In jedem Fall wird die Politik niemals in der Lage sein, Menschen mundtot zu machen, die massive Narben an ihrem Körper und insbesondere aber in ihrer Seele haben.

Und Salifu bleibt auch in Angesicht der Videos dieser Tage über die x-te autonome Ankunft an der Küste von San Leone in Agrigent nicht gleichgültig.

Ungefähr 25 Menschen kamen zuletzt aus Tunesien auf der Suche nach einer besseren Zukunft an, während die Politik die Arbeit von Menschenhändler*innen willentlich erleichtert, indem sie unsichtbare und leicht auszunutzende Subjekte erschaffen. Es wird zu viel geschwiegen zum Schicksal der Tunesier*innen. So sind in den Rückführungszentren oder in den Hotspots Selbstverletzungen oder Selbstmordversuche an der Tagesordnung, wie die Einwanderungsbehörde von Caltanissetta belegt: „In einem dieser Käfige haben heute Morgen zwei Jungen eine zerstückelte Neonröhre verschluckt. Wie viel Verlangen zu sterben braucht man, um eine Neonröhre zu schlucken? Zweimal pro Woche, sonntags und donnerstags, werden die Menschen aus diesem Käfig abgeschoben und an den Ort zurückgeschickt, von dem sie geflohen sind. Und in demselben Käfig spielen sich jeden Samstag und Mittwoch die Tragödien derer ab, die die größte Resignation wählen, um sich nicht dem ungewollten Schicksal zu ergeben. Auf Kosten grausamen Leidens. Der Käfig, von dem wir sprechen, ist das Haftzentrum Pian del Lago: Für viele ein 5-Sterne-Hotel, für andere das wichtigste Unternehmen unserer Stadt. Für uns ein Ort des Todes. Selbst wenn es keinen Tod gibt, streift er uns und geht weiter.“

Salifu kam, wie viele andere auch, nach einer Reise nach Italien, auf der er dem Tod entkam. Er hatte Schmerzen, sah sich Enttäuschungen und Hindernissen gegenüber, die ihn an den Rand des Selbstmords führten: „Ihr dürft nicht überrascht sein, wenn jemand versucht, sich umzubringen. Der Schmerz ist zu stark, die Angst, wieder dieselben Gräueltaten zu spüren, quält uns, unsere Wunden bluten jeden Tag. Ich schäme mich nicht zu sagen, dass ich immer wieder darüber nachgedacht habe, es zu beenden. Allah hilft mir, das nicht zu tun, aber als ich die Hoffnung auf eine Aufenthaltserlaubnis verlor, sagte ich: genug. Dann traf ich zum Glück einen Engel, der mich begleitete und mir Hoffnung gab. Ein Sprach- und Kulturmittler, der mich buchstäblich an den Haaren gepackt hat, nachdem einige Sozialarbeiter, nein Arbeiterinnen, mich betrogen haben, mich ausgenutzt haben“.
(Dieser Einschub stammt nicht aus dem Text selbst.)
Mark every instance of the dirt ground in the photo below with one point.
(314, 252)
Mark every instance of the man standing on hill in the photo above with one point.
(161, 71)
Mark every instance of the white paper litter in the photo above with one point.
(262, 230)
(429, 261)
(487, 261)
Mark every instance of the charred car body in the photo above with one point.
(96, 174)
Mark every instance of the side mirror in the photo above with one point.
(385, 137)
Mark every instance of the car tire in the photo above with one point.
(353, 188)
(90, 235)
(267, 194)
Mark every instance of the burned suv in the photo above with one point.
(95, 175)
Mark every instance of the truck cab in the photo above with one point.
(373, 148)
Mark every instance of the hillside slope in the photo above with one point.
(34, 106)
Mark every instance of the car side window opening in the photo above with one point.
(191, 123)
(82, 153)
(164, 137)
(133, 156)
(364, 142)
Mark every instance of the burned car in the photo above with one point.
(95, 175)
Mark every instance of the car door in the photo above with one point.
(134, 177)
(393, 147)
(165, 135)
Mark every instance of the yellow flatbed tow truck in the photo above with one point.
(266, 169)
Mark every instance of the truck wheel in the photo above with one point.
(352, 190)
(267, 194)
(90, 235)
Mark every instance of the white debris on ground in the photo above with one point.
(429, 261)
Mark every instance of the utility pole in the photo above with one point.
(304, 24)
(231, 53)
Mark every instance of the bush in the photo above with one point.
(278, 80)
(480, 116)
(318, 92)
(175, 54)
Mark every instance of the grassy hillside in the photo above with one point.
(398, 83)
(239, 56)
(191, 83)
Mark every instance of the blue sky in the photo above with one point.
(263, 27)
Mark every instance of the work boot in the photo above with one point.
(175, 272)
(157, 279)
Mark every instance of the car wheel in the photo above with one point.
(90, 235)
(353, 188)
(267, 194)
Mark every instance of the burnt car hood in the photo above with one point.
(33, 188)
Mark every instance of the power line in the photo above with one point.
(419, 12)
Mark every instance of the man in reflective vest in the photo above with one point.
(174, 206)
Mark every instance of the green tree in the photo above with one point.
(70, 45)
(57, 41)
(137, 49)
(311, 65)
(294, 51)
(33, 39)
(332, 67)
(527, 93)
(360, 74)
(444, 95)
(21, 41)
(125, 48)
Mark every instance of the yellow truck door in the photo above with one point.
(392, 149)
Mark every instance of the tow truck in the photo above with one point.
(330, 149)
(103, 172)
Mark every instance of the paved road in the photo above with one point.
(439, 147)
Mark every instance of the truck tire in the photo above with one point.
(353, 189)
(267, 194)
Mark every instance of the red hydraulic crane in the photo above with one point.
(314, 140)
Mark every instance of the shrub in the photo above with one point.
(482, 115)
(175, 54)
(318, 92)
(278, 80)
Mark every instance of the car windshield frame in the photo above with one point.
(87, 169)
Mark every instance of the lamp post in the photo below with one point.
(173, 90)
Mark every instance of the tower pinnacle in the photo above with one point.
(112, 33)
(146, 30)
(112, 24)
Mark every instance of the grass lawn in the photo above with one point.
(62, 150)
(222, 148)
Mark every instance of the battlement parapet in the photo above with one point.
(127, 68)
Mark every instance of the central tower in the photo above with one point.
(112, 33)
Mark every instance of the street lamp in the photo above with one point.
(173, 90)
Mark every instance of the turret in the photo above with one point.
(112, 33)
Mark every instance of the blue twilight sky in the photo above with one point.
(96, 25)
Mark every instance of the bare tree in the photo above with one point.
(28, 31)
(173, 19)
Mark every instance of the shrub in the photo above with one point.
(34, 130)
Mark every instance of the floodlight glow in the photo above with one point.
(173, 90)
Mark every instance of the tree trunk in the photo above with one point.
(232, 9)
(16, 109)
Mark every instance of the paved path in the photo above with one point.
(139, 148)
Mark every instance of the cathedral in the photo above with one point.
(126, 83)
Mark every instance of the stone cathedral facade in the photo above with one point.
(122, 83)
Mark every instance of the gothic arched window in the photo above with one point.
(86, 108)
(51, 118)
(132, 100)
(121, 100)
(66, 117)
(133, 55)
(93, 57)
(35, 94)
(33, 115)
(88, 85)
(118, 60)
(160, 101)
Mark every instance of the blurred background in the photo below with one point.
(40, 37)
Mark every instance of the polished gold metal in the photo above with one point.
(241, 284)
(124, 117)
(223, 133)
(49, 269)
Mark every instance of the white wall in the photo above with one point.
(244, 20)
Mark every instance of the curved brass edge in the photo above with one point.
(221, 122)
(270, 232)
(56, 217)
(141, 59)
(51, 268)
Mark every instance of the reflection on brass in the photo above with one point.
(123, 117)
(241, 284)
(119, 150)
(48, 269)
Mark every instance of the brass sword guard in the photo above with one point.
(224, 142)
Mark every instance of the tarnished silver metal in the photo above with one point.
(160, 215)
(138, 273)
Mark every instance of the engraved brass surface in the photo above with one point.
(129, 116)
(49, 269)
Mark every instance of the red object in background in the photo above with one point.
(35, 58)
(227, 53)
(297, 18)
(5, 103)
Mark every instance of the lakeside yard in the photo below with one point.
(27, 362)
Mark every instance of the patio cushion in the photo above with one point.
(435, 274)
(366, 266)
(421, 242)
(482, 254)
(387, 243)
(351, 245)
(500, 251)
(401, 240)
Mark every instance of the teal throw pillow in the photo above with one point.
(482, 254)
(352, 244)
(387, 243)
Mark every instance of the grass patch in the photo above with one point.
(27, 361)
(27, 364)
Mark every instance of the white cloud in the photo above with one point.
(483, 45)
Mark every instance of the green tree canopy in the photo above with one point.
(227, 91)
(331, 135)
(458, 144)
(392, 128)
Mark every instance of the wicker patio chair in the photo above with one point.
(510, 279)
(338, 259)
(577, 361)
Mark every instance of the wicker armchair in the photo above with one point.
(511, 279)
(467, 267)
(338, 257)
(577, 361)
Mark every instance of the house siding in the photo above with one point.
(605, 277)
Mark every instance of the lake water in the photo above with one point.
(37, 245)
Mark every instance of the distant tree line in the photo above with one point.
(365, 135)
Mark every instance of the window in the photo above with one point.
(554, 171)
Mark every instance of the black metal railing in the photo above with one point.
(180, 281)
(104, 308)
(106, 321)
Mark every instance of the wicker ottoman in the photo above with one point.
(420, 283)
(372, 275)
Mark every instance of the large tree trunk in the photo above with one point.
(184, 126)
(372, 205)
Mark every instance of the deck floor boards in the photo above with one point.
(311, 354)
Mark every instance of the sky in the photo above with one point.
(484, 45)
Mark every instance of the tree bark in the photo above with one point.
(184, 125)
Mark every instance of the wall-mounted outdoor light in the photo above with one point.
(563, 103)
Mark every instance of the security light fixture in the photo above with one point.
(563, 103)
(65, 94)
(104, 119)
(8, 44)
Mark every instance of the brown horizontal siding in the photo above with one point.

An diesem Punkt hört die Geschichte von Salifu für einen Moment auf um dann wieder einzusetzen an dem Punkt, an dem ihm einige Mitarbeiter*innen anfangs im Austausch gegen Sex geholfen haben. Anfangs dachte er, es sei Liebe, bis er feststellte, dass es sich um eine etablierte Praxis handelte. „Von dem Moment an, als ich am Boden angekommen war, wurde mir klar, dass ich meinen Körper benutzen konnte, um leben zu können, da ich nichts mehr hatte, hatten sie mich ausgenutzt und dann durch einen anderen ersetzt. Also gehe ich heute mit den Frauen und werde bezahlt, und weißt du, ich kann essen, ich habe ein Dach über dem Kopf und kann Geld nach Hause schicken. Meine Mutter weiß nicht, was ich beruflich mache, sie fragt mich nicht, und oft, wenn ich zum Objekt des Begehrens einer Frau werde weine ich, aber ich ziehe mich sofort danach an und denke, bis ich andere Möglichkeiten finde, werde ich mich weiter prostituieren. Verurteile mich nicht, ich weiß, dass es nicht richtig ist, aber ich muss essen“.
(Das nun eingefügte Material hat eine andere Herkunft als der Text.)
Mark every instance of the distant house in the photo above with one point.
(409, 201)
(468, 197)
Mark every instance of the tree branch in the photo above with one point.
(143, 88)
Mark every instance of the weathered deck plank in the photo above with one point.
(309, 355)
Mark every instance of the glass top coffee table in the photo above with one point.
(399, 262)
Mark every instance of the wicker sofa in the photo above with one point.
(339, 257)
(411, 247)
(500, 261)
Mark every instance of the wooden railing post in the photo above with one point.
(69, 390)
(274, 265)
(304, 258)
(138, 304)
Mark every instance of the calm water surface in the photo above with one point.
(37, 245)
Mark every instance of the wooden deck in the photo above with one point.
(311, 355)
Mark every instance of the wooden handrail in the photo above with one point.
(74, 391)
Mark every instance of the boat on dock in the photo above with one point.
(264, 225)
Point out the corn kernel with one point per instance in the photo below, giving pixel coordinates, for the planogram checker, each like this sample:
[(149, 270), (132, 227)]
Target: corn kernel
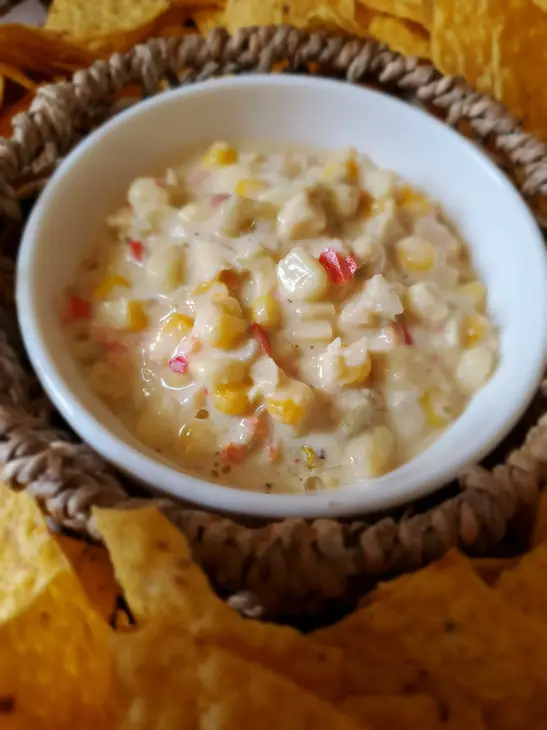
[(476, 291), (136, 316), (266, 311), (436, 408), (415, 254), (228, 331), (232, 400), (177, 323), (220, 153), (474, 329), (413, 201), (286, 411), (341, 171), (250, 187), (357, 374), (108, 284)]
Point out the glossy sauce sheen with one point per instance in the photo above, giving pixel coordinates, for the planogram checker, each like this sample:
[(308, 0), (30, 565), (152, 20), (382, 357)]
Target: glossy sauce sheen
[(281, 320)]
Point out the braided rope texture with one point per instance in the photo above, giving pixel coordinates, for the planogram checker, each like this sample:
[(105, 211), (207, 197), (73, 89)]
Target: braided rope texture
[(294, 566)]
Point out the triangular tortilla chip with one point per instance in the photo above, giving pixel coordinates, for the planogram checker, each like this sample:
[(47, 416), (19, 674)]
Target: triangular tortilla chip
[(160, 581)]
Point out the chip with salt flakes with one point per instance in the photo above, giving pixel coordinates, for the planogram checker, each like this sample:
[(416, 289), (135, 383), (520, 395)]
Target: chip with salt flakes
[(420, 11), (160, 581), (465, 641), (400, 35), (492, 45), (91, 22), (55, 661), (30, 557), (177, 681), (412, 712), (95, 572)]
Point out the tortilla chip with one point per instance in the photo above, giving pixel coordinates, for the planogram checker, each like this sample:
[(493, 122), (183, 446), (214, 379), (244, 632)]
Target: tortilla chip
[(30, 557), (175, 680), (466, 642), (37, 50), (402, 36), (404, 712), (99, 22), (206, 19), (490, 569), (160, 582), (419, 11), (240, 13), (525, 586), (539, 533), (95, 572), (498, 48)]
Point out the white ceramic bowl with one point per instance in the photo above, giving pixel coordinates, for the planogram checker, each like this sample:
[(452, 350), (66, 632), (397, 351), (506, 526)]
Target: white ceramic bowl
[(506, 244)]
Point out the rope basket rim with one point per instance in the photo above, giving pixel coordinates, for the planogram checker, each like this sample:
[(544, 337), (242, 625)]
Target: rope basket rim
[(293, 566)]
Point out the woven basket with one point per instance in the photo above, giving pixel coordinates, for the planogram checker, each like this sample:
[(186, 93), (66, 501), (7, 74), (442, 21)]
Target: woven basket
[(293, 567)]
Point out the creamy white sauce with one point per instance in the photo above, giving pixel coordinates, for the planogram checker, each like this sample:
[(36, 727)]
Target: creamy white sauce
[(372, 330)]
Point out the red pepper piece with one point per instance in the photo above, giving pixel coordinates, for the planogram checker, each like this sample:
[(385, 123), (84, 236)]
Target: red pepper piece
[(236, 453), (178, 364), (260, 334), (137, 250), (75, 309), (340, 270)]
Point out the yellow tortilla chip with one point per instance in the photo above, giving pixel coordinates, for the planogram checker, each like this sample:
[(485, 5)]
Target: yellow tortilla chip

Salifu hat gerade seine Aufenthaltserlaubnis erneuert und wird nach Foggia und Umgebung zurückkehren. Er hat kein Haus, „ich bin ein Weltbürger“, und wird seinen Kampf für seine eigenen Rechte und die seiner Freund*innen fortsetzen, die er „Sklaven des Nordens, Sklaven von Männern und Frauen ohne jedes Schamgefühl“ nennt.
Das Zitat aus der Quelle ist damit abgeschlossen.